Higher-education institutions have to secure the access layer with secure switches and access points to keep up with the technical demands of students and faculty at all times, while also keeping personal data stored on the network secure. With increased endpoints, IT teams are realizing that network access and network security must be an integrated process. Access layer security ensures that the network remains protected from the many user-owned devices, in addition to providing strong protection and detection features at the application layer.
Fortinet’s Secure Access Architecture addresses the connectivity challenges plaguing universities today, such as coverage, reliability, and BYOD onboarding, while incorporating advanced cybersecurity.
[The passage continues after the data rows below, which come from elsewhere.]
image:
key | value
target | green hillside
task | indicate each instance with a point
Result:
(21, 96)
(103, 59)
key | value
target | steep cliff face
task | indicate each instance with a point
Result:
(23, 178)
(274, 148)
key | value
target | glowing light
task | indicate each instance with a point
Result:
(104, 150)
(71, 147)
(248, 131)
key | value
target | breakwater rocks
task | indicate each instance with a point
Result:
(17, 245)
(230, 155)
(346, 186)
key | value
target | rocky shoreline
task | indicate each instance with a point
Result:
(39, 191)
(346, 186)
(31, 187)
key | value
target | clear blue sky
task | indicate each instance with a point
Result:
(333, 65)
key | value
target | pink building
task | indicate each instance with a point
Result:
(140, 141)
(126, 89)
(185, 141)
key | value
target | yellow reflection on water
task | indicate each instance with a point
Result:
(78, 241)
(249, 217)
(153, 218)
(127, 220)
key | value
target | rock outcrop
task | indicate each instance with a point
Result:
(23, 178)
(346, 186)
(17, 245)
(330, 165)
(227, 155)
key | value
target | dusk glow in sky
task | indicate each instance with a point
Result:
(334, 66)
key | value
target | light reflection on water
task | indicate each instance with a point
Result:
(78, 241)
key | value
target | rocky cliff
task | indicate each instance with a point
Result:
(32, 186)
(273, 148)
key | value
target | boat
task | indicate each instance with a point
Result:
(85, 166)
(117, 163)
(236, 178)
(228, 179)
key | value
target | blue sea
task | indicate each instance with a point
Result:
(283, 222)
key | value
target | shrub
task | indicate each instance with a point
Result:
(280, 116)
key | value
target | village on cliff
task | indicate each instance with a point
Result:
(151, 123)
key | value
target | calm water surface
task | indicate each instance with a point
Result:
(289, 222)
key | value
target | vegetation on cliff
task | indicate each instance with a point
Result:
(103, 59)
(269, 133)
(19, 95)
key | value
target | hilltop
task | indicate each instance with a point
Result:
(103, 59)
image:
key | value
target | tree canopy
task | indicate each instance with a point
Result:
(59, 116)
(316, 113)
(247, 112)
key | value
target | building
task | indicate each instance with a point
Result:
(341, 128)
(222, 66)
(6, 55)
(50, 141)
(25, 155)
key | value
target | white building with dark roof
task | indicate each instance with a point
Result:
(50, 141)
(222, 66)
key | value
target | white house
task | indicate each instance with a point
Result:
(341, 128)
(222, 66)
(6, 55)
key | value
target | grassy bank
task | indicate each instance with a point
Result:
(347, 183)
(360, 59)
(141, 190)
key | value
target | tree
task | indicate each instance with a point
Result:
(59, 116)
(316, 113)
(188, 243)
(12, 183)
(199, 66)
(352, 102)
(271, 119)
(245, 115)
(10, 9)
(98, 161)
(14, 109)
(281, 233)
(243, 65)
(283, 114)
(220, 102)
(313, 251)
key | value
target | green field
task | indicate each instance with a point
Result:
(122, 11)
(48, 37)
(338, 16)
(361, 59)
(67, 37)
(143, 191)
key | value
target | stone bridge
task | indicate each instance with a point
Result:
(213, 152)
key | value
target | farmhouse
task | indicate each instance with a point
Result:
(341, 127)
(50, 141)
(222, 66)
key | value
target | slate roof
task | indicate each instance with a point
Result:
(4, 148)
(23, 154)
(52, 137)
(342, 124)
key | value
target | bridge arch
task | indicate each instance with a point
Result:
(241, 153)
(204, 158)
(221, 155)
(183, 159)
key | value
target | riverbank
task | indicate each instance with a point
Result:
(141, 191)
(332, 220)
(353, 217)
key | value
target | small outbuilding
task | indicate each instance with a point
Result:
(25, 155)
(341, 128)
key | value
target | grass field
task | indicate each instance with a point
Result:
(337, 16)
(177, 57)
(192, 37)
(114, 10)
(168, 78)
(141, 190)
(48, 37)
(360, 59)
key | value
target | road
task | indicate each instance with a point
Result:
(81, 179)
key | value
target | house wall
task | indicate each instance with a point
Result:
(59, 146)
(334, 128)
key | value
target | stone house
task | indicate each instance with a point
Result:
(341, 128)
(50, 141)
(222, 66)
The Secure Access Architecture allows IT teams to rapidly scale their WLAN to support thousands of access points with high throughput as more devices connect. On large college campuses, channel planning – the process of ensuring that overlapping coverage cells do not have overlapping frequency space – can take months. This drastically slows IT’s ability to respond to increased connectivity needs. Secure Access Architecture, however, uses Virtual Cell to provide coverage across the network as if by one single radio. This ensures simplified roaming and handoff as students, staff, and faculty move about the campus. Additionally, because the network, rather than the user, chooses when it would be best to roam for better service, they are ensured the optimal connection as they move throughout campus.
This wireless infrastructure is integrated with Fortinet’s FortiGate security solution, which incorporates next-generation firewalls, anti-malware, web filtering, application control, and more within one manageable interface. For added layered security, Fortinet’s Secure Access Architecture also includes internal segmentation. This breaks up an otherwise flat network with added controls throughout, ensuring that any breaches are isolated and cannot compromise the entire network.
These security tools are fed with automatic threat intelligence updates from FortiGuard Labs, to provide immediate protection from new and emerging threats. Working together, these features increase prevention and detection measures to minimize the effects of cyberattacks through perimeter defenses and reduced dwell times.
Technology use on university campuses is only going to increase as students become more reliant on connected devices and applications in their academic and personal lives. At the same time, universities will face more frequent and sophisticated cyberattacks from criminals seeking valuable personal data. Universities have to integrate their network access and network security protocol to provide scalability and visibility to keep up with students’ needs while combatting malicious actors.